Una encuesta de Ipsos realizada en abril de 2025 revela un dato que no debería sorprender, pero que para algunos sacude el tablero político: el 37% de los peruanos votaría o podría votar por Pedro Castillo, el expresidente actualmente encarcelado tras un intento de disolver el Congreso en diciembre de 2022 después de un corto gobierno bajo hostigamientos legales y fácticos muy diversos.
Este respaldo, que incluye un 15% que votaría «definitivamente» por él y un 22% que «podría» hacerlo, es claramente una muestra de resistencia de los espacios populares que le entregaron su voto. En especial, teniendo en cuenta las desaprobaciones de aproximadamente 90% del Ejecutivo y Legislativo.
El apoyo a Castillo debe entenderse como un voto identitario, más que programático, en un contexto de fragmentación partidaria donde el centro-periferia sigue gritando. En sistemas con partidos débiles, como el peruano, los liderazgos de outsiders emergen como canales de expresión para sectores marginados. El “voto de protesta” del sur andino, que llevó a Castillo al poder en 2021, responde al agotamiento de un modelo político centralista que desatiende las demandas regionales. Sin embargo, junto con este respaldo, se mantiene el rechazo de las élites tradicionales no solo a Castillo, sino a cualquier propuesta semejante.

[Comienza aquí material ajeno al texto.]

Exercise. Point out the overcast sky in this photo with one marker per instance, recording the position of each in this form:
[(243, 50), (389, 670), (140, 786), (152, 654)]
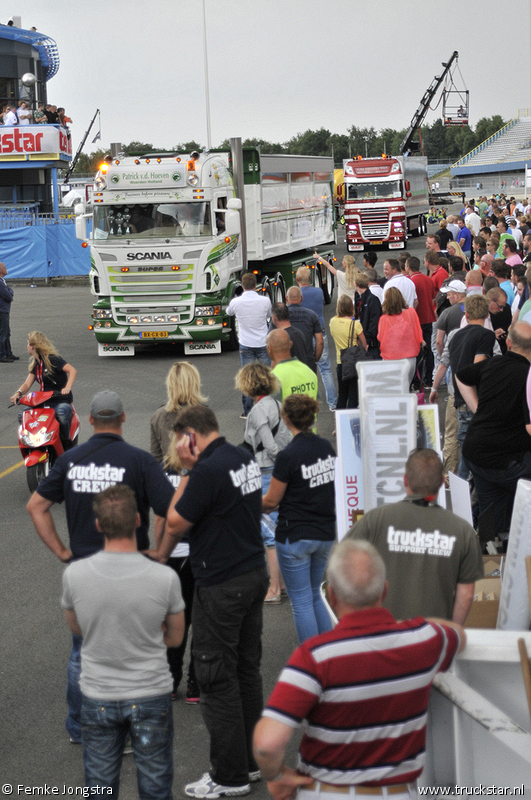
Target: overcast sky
[(276, 68)]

¿Qué significa este 37%? Que el Perú de 2025 sigue fracturado, con un sur que reclama voz y un sistema político que no logra renovarse, dando espacio cómodo al antiestablishment. Mientras la campaña electoral de 2026 calienta motores, la figura de Castillo, desde prisión, nos recuerda que la política peruana no se transformará encerrando o proscribiendo la participación de figuras que la sociedad reclama, sino escuchando a quienes los sostienen.
Mientras tanto, el Ejecutivo no se desprende de la frivolidad de viajes, cirugías y relojes. La ciudadanía, harta, espera más que promesas: exige un cambio real que nadie parece representar.